Mots clés: COVID-19, Premier épisode psychotique, Psychiatrie de liaison, Réanimation
Abstract
During the first wave of the COVID-19 epidemic, the Colmar hospital was at the epicenter of the pandemic in France because of a religious gathering that caused a wave of contamination. In order to face the growing wave of admissions in intensive care, the state in partnership with the army set up the operation MORPHEE aiming at transferring intubated patients to other hospitals. On their return to Alsace, the inter-service liaison psychiatry team was called upon for several of them who presented psychotic disorders on waking up, even though they had no previous psychiatric history, and who had resolved spontaneously.
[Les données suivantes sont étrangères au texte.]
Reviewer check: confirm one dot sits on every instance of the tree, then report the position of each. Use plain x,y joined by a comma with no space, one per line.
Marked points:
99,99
These pictures do not correspond to the delirious pictures usually observed in the ICU, such as “reanimatory black-holes” or “near-death-experience”. No iatrogenic origin was found and the imaging examinations do not allow to explain this picture; therefore, we cannot exclude that this picture could be a neurological manifestation of COVID-19. The disorder appeared to be spontaneously resolving, so we would urge caution about a drug approach to this problem.
Keywords: COVID-19, First psychotic episode, Intensive care, Liaison psychiatry
1. Introduction
En 2020, pour faire face au manque de place dans les services de réanimation du fait de la pandémie au COVID-19, les États européens organisent un dispositif de transferts de patients intubés vers les hôpitaux de pays ou région moins touchés par l’épidémie.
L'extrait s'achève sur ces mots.